Rapper de Chicago, Cupcakke conquistou a critica com suas musicas e vídeos descarados. Seu trabalho explora a sexualidade em detalhes gráficos, e enquanto muitas das suas faixas são carregadas de humor e rimas cômicas ela também preza por um material sério que lida com abuso sexual e questões raciais. Ephorize é pancada atrás de pancada, com muita referência em trap e alguns elementos do reggeaton. Um dos meus álbuns mais amados de 2018, e ainda estamos em janeiro. Minhas faixas favoritas são: todas.

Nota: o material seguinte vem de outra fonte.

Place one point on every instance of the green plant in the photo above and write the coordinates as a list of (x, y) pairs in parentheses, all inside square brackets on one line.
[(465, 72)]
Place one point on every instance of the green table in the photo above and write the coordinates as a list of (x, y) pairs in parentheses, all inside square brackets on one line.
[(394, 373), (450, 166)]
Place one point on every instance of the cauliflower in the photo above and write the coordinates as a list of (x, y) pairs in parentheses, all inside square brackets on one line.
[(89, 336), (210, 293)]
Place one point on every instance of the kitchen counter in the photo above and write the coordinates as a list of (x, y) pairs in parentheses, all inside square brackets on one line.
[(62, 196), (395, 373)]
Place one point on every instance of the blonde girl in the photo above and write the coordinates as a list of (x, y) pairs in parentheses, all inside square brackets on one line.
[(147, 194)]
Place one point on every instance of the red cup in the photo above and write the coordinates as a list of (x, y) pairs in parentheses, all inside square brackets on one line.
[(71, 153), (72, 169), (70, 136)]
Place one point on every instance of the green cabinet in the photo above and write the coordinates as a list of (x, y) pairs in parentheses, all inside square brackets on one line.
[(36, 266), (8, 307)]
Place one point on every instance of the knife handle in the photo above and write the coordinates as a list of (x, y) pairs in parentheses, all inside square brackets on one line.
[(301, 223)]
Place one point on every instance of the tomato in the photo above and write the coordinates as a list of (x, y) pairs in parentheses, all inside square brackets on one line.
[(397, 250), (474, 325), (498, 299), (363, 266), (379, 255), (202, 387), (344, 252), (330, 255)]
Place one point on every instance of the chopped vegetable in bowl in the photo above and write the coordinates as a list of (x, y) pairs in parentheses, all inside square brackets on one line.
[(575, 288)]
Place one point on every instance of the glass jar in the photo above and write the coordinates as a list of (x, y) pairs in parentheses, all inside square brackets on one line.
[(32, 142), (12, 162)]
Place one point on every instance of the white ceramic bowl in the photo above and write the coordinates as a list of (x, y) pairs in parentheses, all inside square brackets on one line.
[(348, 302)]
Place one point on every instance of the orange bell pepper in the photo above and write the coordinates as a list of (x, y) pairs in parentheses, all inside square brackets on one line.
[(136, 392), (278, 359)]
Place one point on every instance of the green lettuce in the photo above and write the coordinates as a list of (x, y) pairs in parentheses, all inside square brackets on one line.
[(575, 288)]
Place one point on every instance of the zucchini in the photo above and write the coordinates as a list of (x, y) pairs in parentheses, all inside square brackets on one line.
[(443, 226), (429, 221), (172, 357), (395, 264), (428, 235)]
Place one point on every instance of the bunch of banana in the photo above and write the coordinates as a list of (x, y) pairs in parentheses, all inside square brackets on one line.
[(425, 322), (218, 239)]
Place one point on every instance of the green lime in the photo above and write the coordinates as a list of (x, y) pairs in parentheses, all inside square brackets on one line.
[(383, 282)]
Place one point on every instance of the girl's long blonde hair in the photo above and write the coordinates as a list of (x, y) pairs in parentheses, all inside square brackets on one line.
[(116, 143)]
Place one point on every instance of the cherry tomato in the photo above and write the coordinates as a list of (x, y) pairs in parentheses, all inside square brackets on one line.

A’s Trinca- Identidade (Lado A)


Por ultimo e não menos importante, “Identidade (Lado A)” do grupo A’s Trinca lançado no dia 15 de dezembro do ultimo ano, com rimas e melodias marcantes somadas a muita disposição e militância. Seguindo a mesma linha, a respeito da experiência das mulheres na periferia e a conquista do espaço no cenário musical, denunciando o machismo em cada track. O projeto é divido em dois álbuns, esse seguido de um que deve estar na rua no primeiro trimestre desse ano. Com a influência da velha escola casando com elementos novos, A’s Trinca fixam sua marca na cena com esse trampo, e são uma promessa gigantesca pro movimento em todos os sentidos. Você pode encontrar elas em todas as plataformas de streaming. Favoritas: “3x4” que conta com Apocalipse Urbano, “Falsidade é Mato” e “Cantei”.